Several months ago I wrote about chemistry as the key to long-term business partnerships.  My point then was that assuming a level playing field, in that all of the agencies competing for a piece of business demonstrate a strong ability to meet the client's communications goals, chemistry is going to ultimately decide who wins the business.  

Starting around September of last year, several new business prospects we spoke with began their agency search by holding conference calls with the participating agencies, sans an RFP.  These calls -- with members of the agency account team on one end and the client-side decision makers on the other -- commonly begin with small talk.  Casual conversation that helps to break the ice and begins to determine if there's chemistry among those on the call.   Talking about current events, industry happenings, eventful weather and people you might know in common all help to make connections and all qualify as conversation starters.

If there's laughter involved, that means you're off to a great start.  If there's not, begin to worry.

The phone call is a critical first step.  Executed well, you'll move on to the next phase, which is the live meeting and the real test of chemistry.

At a recent new business meeting, the agency was to simply meet with the prospect's VP of marketing and head of communications. What ensued was a two-hour discussion that covered everything from global events to best area coffee shops, to how B2B companies are using marketing automation solutions and inbound marketing techniques to attract customers. Of course, each side still spent time providing background on themselves, their businesses and discussed ideas.
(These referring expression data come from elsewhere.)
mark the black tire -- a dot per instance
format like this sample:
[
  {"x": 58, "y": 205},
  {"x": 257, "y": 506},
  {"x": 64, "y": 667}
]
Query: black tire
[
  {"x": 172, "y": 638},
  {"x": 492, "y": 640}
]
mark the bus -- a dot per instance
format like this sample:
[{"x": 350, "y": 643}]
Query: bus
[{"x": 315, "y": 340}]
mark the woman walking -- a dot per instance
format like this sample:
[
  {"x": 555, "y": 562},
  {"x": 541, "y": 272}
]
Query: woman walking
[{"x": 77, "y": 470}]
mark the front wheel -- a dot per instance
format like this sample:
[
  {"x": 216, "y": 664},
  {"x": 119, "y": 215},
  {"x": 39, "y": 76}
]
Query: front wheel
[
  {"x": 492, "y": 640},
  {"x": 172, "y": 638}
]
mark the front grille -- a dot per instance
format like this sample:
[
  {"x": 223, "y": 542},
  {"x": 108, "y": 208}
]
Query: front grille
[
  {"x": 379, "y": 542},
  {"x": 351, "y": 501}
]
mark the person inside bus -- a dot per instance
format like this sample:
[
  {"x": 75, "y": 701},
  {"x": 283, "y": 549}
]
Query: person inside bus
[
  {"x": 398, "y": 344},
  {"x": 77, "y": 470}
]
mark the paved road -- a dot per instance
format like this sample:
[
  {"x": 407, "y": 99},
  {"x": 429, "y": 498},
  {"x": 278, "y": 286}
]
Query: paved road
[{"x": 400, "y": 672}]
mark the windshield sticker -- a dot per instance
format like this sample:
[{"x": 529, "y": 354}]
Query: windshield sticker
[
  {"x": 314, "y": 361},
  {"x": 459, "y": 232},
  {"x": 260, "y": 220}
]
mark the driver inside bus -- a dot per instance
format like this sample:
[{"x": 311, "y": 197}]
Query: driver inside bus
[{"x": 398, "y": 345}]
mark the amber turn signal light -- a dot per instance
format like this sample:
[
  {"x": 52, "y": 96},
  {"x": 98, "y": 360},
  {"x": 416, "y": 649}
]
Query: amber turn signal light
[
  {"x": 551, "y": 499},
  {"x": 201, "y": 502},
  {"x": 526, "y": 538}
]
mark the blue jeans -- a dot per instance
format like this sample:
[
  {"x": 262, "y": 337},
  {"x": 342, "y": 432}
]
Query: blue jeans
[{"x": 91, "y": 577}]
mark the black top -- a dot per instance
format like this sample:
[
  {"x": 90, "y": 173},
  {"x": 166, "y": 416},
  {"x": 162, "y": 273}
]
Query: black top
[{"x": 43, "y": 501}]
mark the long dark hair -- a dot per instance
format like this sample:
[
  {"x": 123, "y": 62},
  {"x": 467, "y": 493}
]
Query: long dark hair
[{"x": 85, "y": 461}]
But much of the time was spent just getting to know each other; and listening.  

In the second live meeting, each side did a much deeper dive on "what they are looking for" and "how we work."  But again, this was all done without an RFP.  In fact, the acronym never came up.  And I'd venture to say the prospect found out as much about 3Point and the proposed account team by visiting our web site, reading our blog, talking to references.  And finally, by talking with us.  

Let's hope this approach achieves trend status.  It's effective and efficient and allows all parties to get to the work more quickly.